Translation Software That Learns by Reading
redcone writes "New Scientist is reporting that translation software that develops an understanding of languages by scanning through thousands of previously translated documents has been released by U.S. researchers. According to the article "The translated documents used to teach the translation algorithms can be electronic, on paper, or even audio files. The system is not only faster than other methods, but also better suited to tackling less common languages and the unusual vocabulary found in specialised or technical texts.""
I don't recall where I read it exactly off-hand, but this had been done for Chinese already. The only news here is that some people are trying to sell software to do that as a commercial product.
This reminda me of Jamie Zawinskies hack Dadadodo which used probability trees to create new texts from old texts by examining the probability any given word follows the previous word/string of words. I always thought his program was cool, in that his description of it involved Markov Chains and William S. Burroughs.

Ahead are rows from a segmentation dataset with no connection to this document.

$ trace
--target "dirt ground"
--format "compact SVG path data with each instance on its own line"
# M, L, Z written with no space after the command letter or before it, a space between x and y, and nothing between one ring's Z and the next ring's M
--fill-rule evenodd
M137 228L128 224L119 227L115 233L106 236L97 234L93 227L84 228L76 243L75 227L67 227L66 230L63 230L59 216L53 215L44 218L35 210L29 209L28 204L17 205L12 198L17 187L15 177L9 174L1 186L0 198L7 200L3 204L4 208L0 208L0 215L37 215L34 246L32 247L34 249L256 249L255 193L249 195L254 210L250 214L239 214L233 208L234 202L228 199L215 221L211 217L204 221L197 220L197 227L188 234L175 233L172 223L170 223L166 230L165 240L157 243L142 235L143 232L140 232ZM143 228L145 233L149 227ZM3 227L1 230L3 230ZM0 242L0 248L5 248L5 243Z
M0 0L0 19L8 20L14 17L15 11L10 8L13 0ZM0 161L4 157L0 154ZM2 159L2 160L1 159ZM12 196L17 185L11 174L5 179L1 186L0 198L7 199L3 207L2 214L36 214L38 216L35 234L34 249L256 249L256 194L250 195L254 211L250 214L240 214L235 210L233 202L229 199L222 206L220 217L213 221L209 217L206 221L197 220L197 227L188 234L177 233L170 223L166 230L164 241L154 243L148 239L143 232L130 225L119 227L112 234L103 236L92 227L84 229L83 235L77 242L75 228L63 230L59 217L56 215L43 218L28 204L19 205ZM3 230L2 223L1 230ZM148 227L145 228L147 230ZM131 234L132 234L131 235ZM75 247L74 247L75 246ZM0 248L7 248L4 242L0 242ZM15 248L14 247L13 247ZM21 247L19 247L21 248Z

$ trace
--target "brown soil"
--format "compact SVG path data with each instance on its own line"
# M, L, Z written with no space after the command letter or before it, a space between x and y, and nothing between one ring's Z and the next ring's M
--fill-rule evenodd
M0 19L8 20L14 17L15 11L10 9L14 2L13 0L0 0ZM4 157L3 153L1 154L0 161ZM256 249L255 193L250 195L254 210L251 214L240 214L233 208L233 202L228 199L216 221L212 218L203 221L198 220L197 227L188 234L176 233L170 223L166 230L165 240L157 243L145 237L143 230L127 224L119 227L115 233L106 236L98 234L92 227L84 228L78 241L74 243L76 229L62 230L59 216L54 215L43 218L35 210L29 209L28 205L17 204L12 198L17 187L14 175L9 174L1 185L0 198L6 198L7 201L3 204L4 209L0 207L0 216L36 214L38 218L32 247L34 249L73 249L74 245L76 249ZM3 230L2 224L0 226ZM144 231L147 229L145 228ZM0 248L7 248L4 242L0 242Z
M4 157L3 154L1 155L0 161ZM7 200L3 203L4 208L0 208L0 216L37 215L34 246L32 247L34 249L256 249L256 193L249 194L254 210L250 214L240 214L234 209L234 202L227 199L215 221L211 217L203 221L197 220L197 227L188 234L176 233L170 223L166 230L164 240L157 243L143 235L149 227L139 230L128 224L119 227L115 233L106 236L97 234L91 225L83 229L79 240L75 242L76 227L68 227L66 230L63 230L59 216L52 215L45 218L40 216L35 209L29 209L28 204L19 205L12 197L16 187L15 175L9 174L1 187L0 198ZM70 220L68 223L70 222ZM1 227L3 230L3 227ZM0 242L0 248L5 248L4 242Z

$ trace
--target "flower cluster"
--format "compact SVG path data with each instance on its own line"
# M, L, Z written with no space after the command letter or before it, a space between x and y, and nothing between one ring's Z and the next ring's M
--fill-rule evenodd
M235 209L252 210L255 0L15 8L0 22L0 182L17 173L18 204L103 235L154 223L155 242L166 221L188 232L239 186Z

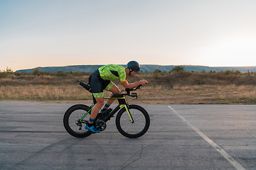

I did a presentation for an AI class a while ago and discovered that Microsoft already does this with their MSR-MT project. Apparently the Spanish entries in their Knowledge Base were translated by this as well.
Beware, Nugget is watching... See?
The article (and the text of the orginial posting) makes it seem like translating a specialized technical text is somehow harder than translating, say, a newspaper article. As someone experienced in translating technical (science/engineering) documents, I can say that any tech document is far _easier_ to translate after an initial learning curve.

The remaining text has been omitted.